Transition economies offer a test case for concepts and theories, for broader ideas and for the methods of scientific enquiry, but also for the multiplicity of ideological interpretations. This volume addresses the major issues of transformation, institutional design, the redistribution paradigm and the macroeconomic decisions to be made.



Institutional Transformation: The Ownership Paradigm


Chapter 1. An Essay in Modeling of Institutional Change

Economic analysis carried out with the help of models has been suffering from a lack of expression of institutional settings. Yet institutional change is at the heart of numerous transition processes around the globe. This chapter illustrates a way of modelling institutional arrangements through the game theoretic framework, involving utility functions and game-forms. Illustrative analysis is provided for a well-defined classical case of land tenure institutions. Then, the chapter gives an analysis of a broader domain involving law-making, its effectiveness and enforcement.
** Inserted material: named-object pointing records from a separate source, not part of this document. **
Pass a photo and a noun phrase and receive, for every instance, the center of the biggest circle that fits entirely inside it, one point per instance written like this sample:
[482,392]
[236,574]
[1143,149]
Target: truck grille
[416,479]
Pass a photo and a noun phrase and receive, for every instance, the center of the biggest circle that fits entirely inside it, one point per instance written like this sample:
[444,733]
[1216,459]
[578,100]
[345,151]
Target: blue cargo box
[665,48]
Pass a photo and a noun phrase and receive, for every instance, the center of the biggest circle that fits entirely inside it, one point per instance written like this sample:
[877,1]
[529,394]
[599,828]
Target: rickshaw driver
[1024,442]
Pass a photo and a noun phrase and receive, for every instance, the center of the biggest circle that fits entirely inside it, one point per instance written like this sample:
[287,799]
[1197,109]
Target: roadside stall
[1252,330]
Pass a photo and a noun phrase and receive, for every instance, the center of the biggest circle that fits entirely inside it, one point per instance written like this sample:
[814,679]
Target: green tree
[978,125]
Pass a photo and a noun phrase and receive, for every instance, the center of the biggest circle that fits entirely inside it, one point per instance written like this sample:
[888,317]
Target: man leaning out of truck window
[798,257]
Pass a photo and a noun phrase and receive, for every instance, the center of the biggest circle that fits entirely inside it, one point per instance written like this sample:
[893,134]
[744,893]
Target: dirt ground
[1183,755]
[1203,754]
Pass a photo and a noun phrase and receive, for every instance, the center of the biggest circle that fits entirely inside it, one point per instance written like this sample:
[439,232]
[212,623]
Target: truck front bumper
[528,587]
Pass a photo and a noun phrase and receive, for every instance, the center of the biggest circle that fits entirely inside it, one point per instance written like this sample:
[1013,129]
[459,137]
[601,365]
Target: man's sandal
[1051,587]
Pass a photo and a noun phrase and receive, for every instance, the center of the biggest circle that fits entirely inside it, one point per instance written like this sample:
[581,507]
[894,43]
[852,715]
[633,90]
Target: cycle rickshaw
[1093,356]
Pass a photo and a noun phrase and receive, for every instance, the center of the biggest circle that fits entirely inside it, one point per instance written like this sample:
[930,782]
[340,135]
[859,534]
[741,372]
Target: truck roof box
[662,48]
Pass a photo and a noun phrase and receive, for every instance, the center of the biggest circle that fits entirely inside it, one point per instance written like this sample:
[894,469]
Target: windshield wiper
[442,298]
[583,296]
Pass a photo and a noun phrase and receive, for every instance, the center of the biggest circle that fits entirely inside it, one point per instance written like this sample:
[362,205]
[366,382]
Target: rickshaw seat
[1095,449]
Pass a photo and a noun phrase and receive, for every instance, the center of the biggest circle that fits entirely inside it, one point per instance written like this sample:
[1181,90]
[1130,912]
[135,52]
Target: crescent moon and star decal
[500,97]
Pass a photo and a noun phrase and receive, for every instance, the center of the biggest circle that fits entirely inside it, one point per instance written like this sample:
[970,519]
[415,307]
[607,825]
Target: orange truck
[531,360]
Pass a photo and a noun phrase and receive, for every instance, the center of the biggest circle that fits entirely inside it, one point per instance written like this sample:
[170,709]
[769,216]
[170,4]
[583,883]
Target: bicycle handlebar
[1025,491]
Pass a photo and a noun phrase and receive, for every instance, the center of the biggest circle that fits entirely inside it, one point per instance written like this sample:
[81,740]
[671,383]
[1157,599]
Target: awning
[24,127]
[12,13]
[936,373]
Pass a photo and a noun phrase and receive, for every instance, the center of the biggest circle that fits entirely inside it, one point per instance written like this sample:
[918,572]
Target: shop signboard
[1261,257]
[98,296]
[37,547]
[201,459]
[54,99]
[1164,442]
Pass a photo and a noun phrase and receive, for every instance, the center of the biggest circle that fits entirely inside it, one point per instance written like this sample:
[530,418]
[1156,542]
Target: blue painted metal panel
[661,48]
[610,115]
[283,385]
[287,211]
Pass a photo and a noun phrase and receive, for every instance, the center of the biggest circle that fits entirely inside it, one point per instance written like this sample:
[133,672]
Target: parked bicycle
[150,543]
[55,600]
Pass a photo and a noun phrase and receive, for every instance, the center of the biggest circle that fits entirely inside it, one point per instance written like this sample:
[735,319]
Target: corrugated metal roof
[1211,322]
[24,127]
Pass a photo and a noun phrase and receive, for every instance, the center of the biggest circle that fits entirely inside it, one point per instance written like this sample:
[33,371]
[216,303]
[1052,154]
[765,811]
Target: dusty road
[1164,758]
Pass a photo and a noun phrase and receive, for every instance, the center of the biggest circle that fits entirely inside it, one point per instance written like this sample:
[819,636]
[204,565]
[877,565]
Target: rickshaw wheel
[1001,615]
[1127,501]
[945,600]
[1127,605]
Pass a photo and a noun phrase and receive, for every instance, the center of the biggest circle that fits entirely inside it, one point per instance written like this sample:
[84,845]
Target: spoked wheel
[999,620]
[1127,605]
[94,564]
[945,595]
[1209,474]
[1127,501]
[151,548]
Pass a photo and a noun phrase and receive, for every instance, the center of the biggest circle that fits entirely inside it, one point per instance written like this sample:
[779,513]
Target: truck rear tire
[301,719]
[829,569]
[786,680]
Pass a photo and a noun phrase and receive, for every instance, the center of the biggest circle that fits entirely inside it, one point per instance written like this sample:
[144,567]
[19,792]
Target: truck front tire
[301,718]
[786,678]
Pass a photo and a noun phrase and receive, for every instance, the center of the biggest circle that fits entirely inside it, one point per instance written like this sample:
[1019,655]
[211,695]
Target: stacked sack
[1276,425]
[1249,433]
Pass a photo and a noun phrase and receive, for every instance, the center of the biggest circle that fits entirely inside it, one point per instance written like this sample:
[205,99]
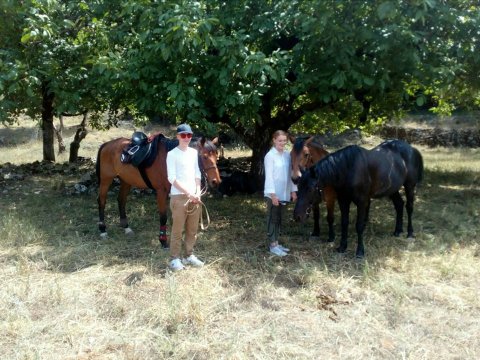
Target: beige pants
[183,217]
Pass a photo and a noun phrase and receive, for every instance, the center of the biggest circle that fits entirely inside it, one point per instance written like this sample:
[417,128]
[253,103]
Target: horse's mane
[298,144]
[209,145]
[338,165]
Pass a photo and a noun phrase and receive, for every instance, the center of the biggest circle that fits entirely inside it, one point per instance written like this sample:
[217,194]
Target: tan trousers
[186,217]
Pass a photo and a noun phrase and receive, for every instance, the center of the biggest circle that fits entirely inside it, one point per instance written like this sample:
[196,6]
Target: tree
[258,66]
[45,62]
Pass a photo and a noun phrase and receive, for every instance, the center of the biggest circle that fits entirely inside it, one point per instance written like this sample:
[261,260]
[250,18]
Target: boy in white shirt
[184,174]
[278,190]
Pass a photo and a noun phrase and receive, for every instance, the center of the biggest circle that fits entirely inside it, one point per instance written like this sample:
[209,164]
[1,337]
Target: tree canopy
[254,66]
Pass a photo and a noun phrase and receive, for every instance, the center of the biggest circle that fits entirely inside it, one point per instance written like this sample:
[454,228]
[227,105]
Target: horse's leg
[367,211]
[162,210]
[398,203]
[344,210]
[122,202]
[330,203]
[316,220]
[102,201]
[410,195]
[360,227]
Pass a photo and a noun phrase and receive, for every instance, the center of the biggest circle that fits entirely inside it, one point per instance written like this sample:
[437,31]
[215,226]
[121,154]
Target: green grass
[68,294]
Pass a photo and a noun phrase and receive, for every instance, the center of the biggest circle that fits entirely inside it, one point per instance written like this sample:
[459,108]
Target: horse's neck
[327,172]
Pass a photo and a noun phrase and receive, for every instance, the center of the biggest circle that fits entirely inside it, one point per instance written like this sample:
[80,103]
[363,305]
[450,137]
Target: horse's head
[207,152]
[308,192]
[300,157]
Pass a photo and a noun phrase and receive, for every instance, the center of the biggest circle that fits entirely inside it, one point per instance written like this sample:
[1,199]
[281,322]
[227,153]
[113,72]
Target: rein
[191,209]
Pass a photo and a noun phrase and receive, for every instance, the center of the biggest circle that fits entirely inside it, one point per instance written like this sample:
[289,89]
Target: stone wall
[433,136]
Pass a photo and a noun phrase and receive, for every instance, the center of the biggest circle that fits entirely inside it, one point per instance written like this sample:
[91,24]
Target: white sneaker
[275,250]
[193,260]
[283,248]
[176,265]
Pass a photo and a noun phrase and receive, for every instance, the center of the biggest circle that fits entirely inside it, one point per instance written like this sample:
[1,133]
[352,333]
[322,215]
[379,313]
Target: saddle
[138,150]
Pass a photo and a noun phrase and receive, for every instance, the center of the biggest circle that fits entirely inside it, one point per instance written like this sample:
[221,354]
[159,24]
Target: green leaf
[386,10]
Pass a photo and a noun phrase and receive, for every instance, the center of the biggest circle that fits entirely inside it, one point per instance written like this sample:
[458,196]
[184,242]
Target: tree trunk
[59,134]
[47,124]
[79,136]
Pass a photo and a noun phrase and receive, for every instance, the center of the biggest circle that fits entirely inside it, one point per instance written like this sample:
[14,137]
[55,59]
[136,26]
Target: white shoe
[283,248]
[275,250]
[193,260]
[176,265]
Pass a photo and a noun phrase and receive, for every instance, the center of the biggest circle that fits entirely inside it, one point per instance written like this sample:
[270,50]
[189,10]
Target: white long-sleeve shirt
[183,167]
[278,178]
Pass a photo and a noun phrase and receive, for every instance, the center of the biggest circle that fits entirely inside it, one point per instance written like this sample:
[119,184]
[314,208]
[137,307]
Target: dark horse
[358,175]
[153,176]
[304,154]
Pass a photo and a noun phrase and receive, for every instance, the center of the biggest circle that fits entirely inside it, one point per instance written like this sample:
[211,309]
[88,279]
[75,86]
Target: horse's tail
[97,165]
[419,164]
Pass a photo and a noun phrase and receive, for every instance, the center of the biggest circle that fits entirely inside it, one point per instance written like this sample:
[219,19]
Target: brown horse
[153,176]
[305,153]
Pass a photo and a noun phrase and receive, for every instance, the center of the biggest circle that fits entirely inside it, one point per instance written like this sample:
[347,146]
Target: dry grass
[66,294]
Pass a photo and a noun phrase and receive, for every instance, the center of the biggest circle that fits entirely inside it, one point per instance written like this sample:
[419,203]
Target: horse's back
[411,156]
[109,165]
[393,164]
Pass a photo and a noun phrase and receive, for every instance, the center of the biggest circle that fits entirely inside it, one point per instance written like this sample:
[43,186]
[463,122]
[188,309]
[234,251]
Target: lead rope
[191,209]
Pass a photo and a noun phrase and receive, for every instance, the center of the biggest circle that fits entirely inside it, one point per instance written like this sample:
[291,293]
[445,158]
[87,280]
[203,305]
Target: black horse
[358,175]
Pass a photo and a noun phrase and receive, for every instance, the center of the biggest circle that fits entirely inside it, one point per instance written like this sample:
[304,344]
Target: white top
[183,166]
[278,178]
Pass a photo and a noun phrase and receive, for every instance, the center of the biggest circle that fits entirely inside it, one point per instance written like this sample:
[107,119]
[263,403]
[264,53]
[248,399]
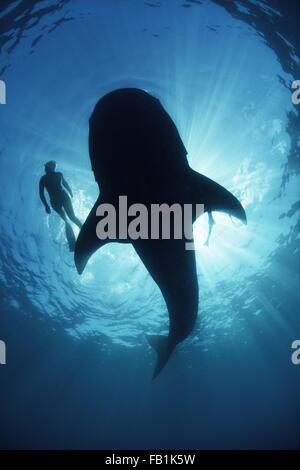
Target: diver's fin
[70,237]
[203,190]
[88,242]
[161,345]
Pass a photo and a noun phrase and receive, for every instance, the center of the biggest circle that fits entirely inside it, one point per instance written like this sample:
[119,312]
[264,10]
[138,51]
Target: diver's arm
[65,184]
[42,196]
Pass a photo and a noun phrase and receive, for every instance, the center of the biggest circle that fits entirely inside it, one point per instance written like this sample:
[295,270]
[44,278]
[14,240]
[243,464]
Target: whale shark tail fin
[161,345]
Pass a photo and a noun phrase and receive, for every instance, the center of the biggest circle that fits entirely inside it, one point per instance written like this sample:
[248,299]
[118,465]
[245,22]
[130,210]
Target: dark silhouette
[60,200]
[136,150]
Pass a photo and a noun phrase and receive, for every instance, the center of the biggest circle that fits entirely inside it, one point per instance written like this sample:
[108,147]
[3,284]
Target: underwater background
[79,368]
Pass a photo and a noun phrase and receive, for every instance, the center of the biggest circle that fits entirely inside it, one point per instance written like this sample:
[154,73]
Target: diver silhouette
[60,200]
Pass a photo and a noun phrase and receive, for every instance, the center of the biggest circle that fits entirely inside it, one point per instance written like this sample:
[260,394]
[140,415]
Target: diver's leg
[70,212]
[69,232]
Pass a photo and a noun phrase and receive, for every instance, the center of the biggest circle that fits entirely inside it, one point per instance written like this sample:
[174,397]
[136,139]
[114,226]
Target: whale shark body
[136,150]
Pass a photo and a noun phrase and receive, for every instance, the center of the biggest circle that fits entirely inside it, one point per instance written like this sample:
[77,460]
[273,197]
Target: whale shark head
[131,133]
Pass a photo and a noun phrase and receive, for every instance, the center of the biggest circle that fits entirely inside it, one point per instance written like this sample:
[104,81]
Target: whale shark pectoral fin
[214,196]
[87,242]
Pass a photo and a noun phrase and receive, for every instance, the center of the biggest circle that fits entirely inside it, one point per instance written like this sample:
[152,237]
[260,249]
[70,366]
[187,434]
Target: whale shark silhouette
[136,150]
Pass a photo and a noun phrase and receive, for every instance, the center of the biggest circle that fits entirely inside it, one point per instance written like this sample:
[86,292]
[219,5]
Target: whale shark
[136,150]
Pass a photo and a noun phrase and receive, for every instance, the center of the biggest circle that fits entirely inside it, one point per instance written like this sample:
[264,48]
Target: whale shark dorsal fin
[87,242]
[203,190]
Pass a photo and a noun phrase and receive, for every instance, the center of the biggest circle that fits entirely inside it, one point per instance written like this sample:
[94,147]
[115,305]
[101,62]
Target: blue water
[79,368]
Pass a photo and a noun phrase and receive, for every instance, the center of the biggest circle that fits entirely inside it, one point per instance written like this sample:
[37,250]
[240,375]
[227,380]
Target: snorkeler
[60,200]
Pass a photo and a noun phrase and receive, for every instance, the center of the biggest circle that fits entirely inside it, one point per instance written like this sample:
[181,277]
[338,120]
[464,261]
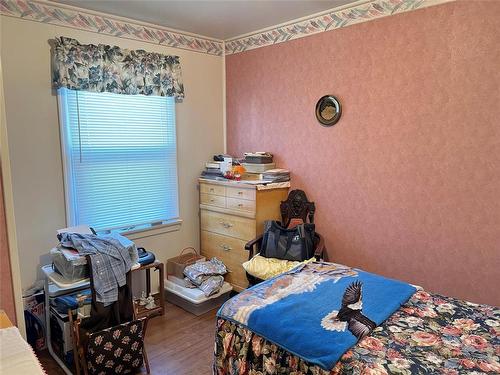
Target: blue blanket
[319,310]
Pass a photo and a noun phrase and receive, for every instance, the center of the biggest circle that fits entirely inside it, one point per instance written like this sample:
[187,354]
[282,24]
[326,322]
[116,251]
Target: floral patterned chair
[118,349]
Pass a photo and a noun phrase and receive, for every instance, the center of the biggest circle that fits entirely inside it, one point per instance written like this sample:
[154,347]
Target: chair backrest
[297,206]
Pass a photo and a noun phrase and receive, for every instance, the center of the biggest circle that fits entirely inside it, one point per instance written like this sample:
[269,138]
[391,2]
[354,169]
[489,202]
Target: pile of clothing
[207,276]
[112,256]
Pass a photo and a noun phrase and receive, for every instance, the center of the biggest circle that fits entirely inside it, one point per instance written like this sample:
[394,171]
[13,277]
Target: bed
[427,334]
[16,355]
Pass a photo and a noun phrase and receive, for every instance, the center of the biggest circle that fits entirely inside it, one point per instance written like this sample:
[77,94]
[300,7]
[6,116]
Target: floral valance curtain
[103,68]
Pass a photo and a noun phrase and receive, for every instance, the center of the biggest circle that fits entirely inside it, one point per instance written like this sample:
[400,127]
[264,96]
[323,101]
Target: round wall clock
[328,110]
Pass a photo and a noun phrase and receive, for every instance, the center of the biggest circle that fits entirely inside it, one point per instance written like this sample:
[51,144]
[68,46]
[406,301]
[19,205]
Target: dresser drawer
[234,192]
[229,225]
[212,189]
[213,200]
[240,204]
[231,251]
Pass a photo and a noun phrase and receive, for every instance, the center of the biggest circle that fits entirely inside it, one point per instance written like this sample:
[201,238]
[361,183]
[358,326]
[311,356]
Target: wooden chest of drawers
[231,214]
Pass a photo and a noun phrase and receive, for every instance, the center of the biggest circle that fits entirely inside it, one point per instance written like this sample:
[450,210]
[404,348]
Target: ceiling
[215,19]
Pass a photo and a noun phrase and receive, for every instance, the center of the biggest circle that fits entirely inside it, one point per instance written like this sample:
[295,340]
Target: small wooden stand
[141,311]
The chapter implies that the limits to market mechanisms ought to be taken into account when designing the institutional frameworks for the transition societies and economies.
Leonid Hurwicz

Chapter 2. When do Stakes in Restructuring put Restructuring at Stake?

Frequently the shareholders of privatized transition firms also hold stakes in the firm they own. This two-sided role of an agent may give rise to potential conflicts when the restructuring strategy of a firm has to be decided. This shareholder/stakeholder conflict is analyzed in a simple framework including the corporate control dimension of the problem. It is found that for feasible specifications of the conflict, restructuring in the economy will fall short of complete efficiency. However, for certain parameter values the shareholder/stakeholder issue turns out to be a non-problem.
Philipp J. H. Schröder

Chapter 3. Privatization, Efficiency, and Economic Growth

Privatization is shown to increase national economic output in a two-sector full-employment general-equilibrium model by enhancing efficiency as if a relative price distortion were being removed through price reform, trade liberalization, or stabilization. The static output gain from reallocation and reorganization through privatization is captured in a simple formula in which the gain is a quadratic function of the original distortion stemming from an excessive public sector. Substitution of plausible parameter values into the formula indicates that, in practice, the static output gain from privatization may be large. The potential dynamic output gain from privatization also appears to be substantial.
Thorvaldur Gylfason

Chapter 4. How the System Worked, or: The Herring Barrel Metaphor

A metaphor is presented, illustrating the mechanism of functioning of the communist system. The metaphor, which is called the herring barrel metaphor, and is developed on the basis of very few initial presuppositions, provides a very detailed image of the way the communist system worked, along with a number of characteristic and unique side-effects, like quasi-non-existent unemployment, low wages, shortages, etc. It can therefore be treated as a verbal model, which might in at least some of its aspects turned into a quantitative model. Most importantly, the model shows that shortage was the driving force and the basis of functioning of the system, the main consequence being that the shortage-based exchange power rather than income or any other status indicator decided of people ‘s positions and capacities.
Jan W. Owsiński

Redistribution, Government, Technology, and Human Capital


Chapter 5. Transition and Stability of Redistribution Policies

The chapter presents a simple theoretical model of a society subject to choice, expressed through voting, on a potential move away from the status quo. This move is interpreted in term of choice between (more of) capitalism and (more of) socialism, expressed through parameters corresponding to degree of equality/redistribution and economic effectiveness. Seemingly paradoxical voting behavior patterns, bearing a striking resemblance to some of the actually observed ones, are thereby explained.
Jean-Luc Schneider

Chapter 6. Fiscal Policy and Transition: The Case of Poland

In this chapter, a version of the Cass-Koopmans economy is used for the purpose of studying the impact of fiscal policy changes on capital accumulation. The focus of the study is on transitional dynamics. It is shown that even moderate change in fiscal policy can have sizeable level effects on income levels along the transition path.
Scott Baier, Gerhard Glomm

Chapter 7. Knowledge Management and the Strategies of Global Business Education: From Knowledge to Wisdom

The chapter emphasizes the role of knowledge and social infrastructure in the development of nations. It starts with the critique of the Lisbon strategy, in view of the fact that this strategy concentrates on wrong goals and relies on declarations and exhortations rather than on doing. Then, discussion turns to some World Bank studies implying that prosperity of nations is closely correlated with reliance on human and social capital. Finally, the notion and taxonomy of knowledge is discussed along with the emergence of strategic wisdom project, measurement of knowledge via added value and the institution of entrepreneurial university as main strategic concepts for achieving competitive success in the global economy.
Milan Zeleny

Chapter 8. Modelling of the Labour Market in a Transition Economy

Labour market in a transition economy is considered as the market with imperfect competition. A new approach, based on dynamic macromodels of interaction between monopsonic labor market and market of goods and services is developed and analyzed. Conditions of economic stabilization and emergence of economic cycles for these models are investigated. Essential aspects of employment theory for the early stages of transition are discussed.